London - Zimbabwean equities top the list of attractive investment options in Africa next year as its economy stirs back to life after years of crises, Insparo Asset Management says.
Insparo's chief strategist Graham Stock said that during a visit to the country a month ago, he and his colleagues had been reassured by political calm and economic growth in the economy since the adoption of the US dollar last year after hyperinflation had made its own currency practically worthless.
"Our favourite equities story is Zimbabwe ... (Adopting the dollar) has provided a base for the economy and key companies," he told Reuters at his office in London. Insparo focuses on frontier markets.
He cited brewer Delta Corporation, telecoms firm Econet, food retailer Innscor Africa and seed producer Seed Co.
"These are companies that are doing well out of dollarisation. These are the dominant companies in their sectors, and we expect (GDP) growth of around 10% in 2011, so that will provide some fuel for the equity market," Stock said.
Finance Minister Tendai Biti expects the economy to grow by 8.1% this year, rising to nearly 10% next year as the key mining and agriculture sectors expand.
Political disputes over policies and election results led to the collapse of an economy that was regarded as one of frontier Africa's most promising and dynamic markets.
President Robert Mugabe and Prime Minister Morgan Tsvangirai agreed to share power after disputed elections in 2008.
Their uneasy coalition has been beset by disputes in recent weeks, prompting South Africa's President Jacob Zuma to travel to Harare last week to persuade the two to address the disagreements.
"There is still work to do in implementing the political agreement," Stock said, adding there were capital constraints in the country, which translates into attractive potential yields.
Another fund, Imara Asset Management, said earlier this month that Zimbabwe's stock exchange, with its 78 stocks, is a bargain.
Zimbabwe's main Industrials Index has traded in a range of 120 to 170 points since a big jump immediately after dollarisation.
Insparo manages a $200m fund focusing on Africa and the Middle East.

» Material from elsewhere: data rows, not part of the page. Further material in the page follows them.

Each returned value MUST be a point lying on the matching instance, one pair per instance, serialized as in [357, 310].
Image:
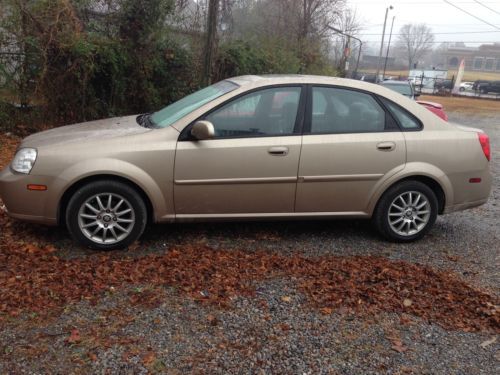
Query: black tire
[118, 190]
[381, 215]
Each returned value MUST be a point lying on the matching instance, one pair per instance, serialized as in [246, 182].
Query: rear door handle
[278, 151]
[386, 146]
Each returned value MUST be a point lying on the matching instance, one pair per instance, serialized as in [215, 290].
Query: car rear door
[350, 144]
[250, 166]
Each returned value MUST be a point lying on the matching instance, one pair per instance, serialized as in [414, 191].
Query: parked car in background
[443, 85]
[252, 147]
[466, 86]
[407, 89]
[489, 87]
[478, 83]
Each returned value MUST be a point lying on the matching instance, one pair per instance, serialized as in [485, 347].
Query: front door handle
[278, 151]
[386, 146]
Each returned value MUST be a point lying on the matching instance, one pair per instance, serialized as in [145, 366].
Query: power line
[470, 14]
[487, 7]
[451, 32]
[447, 41]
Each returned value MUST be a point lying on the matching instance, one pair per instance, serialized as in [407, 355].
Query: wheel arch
[68, 193]
[429, 181]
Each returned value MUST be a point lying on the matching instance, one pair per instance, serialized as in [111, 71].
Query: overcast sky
[441, 17]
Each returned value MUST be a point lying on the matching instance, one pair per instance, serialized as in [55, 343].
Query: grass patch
[466, 104]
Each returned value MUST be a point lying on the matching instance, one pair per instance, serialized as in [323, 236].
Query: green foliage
[74, 63]
[241, 57]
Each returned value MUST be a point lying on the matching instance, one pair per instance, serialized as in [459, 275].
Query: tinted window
[264, 112]
[405, 119]
[345, 111]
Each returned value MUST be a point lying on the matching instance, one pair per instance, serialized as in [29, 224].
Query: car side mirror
[202, 130]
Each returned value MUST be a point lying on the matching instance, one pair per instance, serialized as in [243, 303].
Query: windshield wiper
[145, 120]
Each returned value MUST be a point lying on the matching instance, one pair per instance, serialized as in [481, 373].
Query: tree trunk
[210, 42]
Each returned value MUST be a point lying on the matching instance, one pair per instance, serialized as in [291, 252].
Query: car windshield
[402, 89]
[175, 111]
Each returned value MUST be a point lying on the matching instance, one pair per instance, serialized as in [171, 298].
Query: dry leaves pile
[32, 278]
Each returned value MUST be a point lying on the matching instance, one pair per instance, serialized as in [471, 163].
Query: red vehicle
[406, 88]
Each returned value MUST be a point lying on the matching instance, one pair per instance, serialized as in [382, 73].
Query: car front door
[250, 166]
[349, 145]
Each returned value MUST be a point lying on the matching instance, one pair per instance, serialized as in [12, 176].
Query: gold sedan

It plans to launch a second fund next year, which will focus on African equities, Stock said, adding its size would be unveiled at a later date.
China and other emerging countries will continue to grow strongly, Stock said, presenting opportunities for Africa especially in the resources sector.
"Oil exporters, copper producers, iron ore producers, they should all do well in that scenario," he said.
"Macro fundamentals in Africa remain strong, governance remains good, fiscal deficits are under control, debt levels remain low, and all that is providing a good backdrop for growth and asset class performance in Africa."
Insparo has also invested in Nigerian equities, Ghanaian local currency debt, Ivorian dollar-denominated bonds. In Kenya, Stock likes Kenya Commercial Bank and telecoms operator Safaricom.
Stock said although there were more than 10 elections scheduled for next year in Africa in places like Nigeria, there were no significant risk to the continent's economy.
A recent IMF study showed there was no significant correlation of economic performance and election timetables in most of Africa.
The study's findings boosted foreign investor interest in the continent, home to one billion people.
"Valuations are still very attractive on a relative basis compared to other emerging market regions, particularly the BRICs, where we have seen a lot of equity market inflows," Stock said.